The Mass Rapid Transit Corporation (MRTC) first oulined plans for the Woodlands MRT line in March 1988, which was envisioned to connect Yishun and Choa Chu Kang stations via Woodlands. In February 1991, the MRTC announced that the extension, called the Woodlands extension, would start construction by the end of the year, as well as connect Yishun and Choa Chu Kang stations together through Woodlands. Six stations were planned to be built, with Woodlands West as one of them.

Eight consultants, which consisted of joint ventures, were considered for the extension's architectural and engineering works by April, with Parson Brinckerhoff along with SAA partnership and KPK Quantity Surveyors appointed as the design consultants by the MRTC in July. After consulting the Housing Board, the Street Naming Committee, and local politicians in Woodlands, Woodlands West was renamed to Marsiling in November. In December 1992, the contract for Marsiling station's construction was awarded to Hyundai Engineering and Koon Construction for . By July 1993, piling works for Marsiling were in progress, with structural works completed in October 1994. As announced in January 1996 by Communications Minister Mah Bow Tan, Marsiling opened on 10 February 1996 along with other stations on the Woodlands extension. Prior to the opening, an open house for the Woodlands extension station was held on 4 February.

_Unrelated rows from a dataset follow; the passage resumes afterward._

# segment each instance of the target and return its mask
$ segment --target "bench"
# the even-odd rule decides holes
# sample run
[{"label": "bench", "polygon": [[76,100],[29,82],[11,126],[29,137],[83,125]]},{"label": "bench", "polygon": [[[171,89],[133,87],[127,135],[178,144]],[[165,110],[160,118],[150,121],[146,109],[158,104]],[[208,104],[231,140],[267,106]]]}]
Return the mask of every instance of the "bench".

Following a rise in track intrusions as well as commuters slipping when rushing for the train, the Land Transport Authority (LTA) and SMRT decided to install half-height platform screen doors (PSD), where it was expected for the works to be completed by 2012. After several tests at different stations, the PSDs were expected to be installed in Marsiling by 2012, with works starting by August 2011. The works were completed in March 2012. Marsiling was also installed with high-volume low-speed fans by the first quarter of 2013.

== Details ==
Marsiling station is on the NSL with the station number of NS8, situated between Kranji and Woodlands stations. When it opened, it had the station number of N17 before being changed to its current station number in August 2001 as a part of a system-wide campaign to cater to the expanding MRT System. As a part of the NSL, the station is operated by SMRT Corporation. Like other stations on the Woodlands extension, Marsiling is elevated. The station mostly operates between 5:40 am and 12:58 am from Monday to Sundays and on public holidays. Train frequencies vary from 2–5 minutes during peak hours to an average of 5 minutes for off peak hours. The station is also mostly wheelchair accessible and has bicycle facilities.

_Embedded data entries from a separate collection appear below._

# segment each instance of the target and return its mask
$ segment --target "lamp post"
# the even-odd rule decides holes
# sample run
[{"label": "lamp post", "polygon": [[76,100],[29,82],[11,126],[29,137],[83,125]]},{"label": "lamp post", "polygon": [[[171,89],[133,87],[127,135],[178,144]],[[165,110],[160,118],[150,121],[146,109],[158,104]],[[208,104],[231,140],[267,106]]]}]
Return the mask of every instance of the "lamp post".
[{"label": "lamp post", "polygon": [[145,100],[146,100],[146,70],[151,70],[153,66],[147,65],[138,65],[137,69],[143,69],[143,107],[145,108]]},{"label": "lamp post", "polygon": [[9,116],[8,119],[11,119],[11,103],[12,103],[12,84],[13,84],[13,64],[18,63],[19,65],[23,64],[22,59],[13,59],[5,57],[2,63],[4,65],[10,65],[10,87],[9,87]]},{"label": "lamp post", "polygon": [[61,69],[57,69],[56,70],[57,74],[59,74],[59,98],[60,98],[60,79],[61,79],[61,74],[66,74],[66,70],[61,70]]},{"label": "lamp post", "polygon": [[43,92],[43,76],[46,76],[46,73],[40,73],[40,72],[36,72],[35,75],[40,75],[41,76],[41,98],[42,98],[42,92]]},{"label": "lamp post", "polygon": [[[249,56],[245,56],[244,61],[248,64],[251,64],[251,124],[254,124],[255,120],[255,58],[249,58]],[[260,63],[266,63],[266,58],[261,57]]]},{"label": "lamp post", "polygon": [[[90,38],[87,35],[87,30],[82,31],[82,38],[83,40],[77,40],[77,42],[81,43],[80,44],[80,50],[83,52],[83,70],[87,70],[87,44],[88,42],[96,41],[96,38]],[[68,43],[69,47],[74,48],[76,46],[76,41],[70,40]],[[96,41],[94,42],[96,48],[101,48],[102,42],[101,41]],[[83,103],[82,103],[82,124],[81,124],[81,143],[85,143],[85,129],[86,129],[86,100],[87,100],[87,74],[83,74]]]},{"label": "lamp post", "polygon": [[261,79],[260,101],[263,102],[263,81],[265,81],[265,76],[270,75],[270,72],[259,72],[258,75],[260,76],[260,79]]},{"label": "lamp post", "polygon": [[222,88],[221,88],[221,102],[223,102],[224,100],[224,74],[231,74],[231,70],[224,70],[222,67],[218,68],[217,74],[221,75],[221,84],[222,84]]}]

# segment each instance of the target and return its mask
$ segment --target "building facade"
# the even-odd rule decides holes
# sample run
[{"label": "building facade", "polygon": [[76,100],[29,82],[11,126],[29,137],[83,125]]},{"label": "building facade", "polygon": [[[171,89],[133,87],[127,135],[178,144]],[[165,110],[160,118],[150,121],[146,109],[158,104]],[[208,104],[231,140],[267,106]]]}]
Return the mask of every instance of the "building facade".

Marsiling station runs alongside Woodlands Avenue 3 and has four exits serving surrounding amenities, mainly schools such as Marsiling Primary and Secondary Schools and Fuchun Primary School, as well as other landmarks like the Woodlands Polyclinic and the Marsiling–Yew Tee Town Council's main office.

Like most other stations on the Woodlands extension, Marsiling has a Kampong-style roof and a colour scheme designed to blend with its surroundings. Its platform is also bigger compared to previous stations as its electrical maintenance room was moved down to the concourse. The station's bus bays are longer than bus bays at previous stations, measuring 36 m long. Similarly, its commercial space is larger than previous stations, with the MRTC believing that businesses would move-in due to the station's location, existing commercial space already occupied in other stations, and the expected influx of people moving to Woodlands and Sembawang. Due to the station's proximity to neighbouring Housing and Development Board apartment blocks, a louvre-like privacy screen was installed along the tracks at the side of the station facing these apartment blocks for privacy, the only MRT station then to have this feature.